Pero era exactamente lo que yo no podía creer. Sin embargo, la certidumbre reflejada en aquella voz era muy grande.
—Nadie será ahorcado —repitió.
—Ese hombre, Archer…
Hizo un gesto de impaciencia.
—Carece del sentido común necesario para borrar las huellas dactilares de la pistola.
—Acaso tenga razón —dije vacilante.
Entonces recordé algo. Saque del bolsillo el pequeño cristal pardusco que encontré en el bosque y le pregunté qué era.
—Parece ácido pícrico —dijo después de una corta vacilación—. ¿Dónde lo ha encontrado?
—Eso —repuse— es el secreto de Sherlock Holmes.
Sonrió.
—¿Qué es el ácido pícrico?
—Un explosivo.
—Sí, ya lo sé, ¿tiene algún otro uso?
Asintió.
—Se emplea en medicina, en forma de solución para quemaduras. Es algo maravilloso.

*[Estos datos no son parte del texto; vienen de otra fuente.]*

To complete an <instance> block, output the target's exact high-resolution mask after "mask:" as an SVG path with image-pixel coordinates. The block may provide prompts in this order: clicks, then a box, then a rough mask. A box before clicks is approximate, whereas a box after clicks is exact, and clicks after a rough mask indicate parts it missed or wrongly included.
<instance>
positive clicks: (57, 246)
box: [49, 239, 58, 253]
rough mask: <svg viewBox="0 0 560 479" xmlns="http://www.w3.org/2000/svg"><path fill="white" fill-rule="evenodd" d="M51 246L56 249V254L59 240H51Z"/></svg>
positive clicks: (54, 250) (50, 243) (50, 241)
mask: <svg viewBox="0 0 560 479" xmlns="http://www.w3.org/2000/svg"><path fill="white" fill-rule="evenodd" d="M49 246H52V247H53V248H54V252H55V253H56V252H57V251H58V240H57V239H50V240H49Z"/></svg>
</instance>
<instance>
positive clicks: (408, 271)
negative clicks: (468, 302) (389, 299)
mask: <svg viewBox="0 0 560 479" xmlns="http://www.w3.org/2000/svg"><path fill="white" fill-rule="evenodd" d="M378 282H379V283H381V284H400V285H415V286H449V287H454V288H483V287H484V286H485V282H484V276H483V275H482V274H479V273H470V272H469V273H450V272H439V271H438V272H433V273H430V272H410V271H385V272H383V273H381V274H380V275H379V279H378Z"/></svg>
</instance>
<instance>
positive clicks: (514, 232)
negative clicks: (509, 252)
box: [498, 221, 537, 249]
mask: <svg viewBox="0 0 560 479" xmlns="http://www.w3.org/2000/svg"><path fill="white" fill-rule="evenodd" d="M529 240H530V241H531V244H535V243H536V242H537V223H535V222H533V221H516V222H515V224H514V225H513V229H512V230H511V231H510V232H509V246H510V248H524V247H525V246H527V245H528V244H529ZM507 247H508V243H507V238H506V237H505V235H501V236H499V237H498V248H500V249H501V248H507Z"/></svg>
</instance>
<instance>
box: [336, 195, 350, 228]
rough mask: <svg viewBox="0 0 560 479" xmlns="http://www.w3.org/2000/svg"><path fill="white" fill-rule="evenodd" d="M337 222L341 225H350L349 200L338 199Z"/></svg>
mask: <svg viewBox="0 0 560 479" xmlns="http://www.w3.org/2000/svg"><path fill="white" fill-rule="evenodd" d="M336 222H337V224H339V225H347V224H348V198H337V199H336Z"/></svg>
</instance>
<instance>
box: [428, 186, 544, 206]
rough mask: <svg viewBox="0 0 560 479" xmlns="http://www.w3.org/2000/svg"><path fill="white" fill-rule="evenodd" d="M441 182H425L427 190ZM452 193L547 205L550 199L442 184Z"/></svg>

Alargué la mano y me lo devolvió con desgana.
—Probablemente no signifique nada importante, pero lo encontré en un lugar extraño —dije.
—¿No quiere usted decirme dónde?
Me negué con tenacidad casi infantil.
Haydock tenía sus secretos; también yo los tendría. Me sentí algo disgustado con él por no haber confiado en mí plenamente.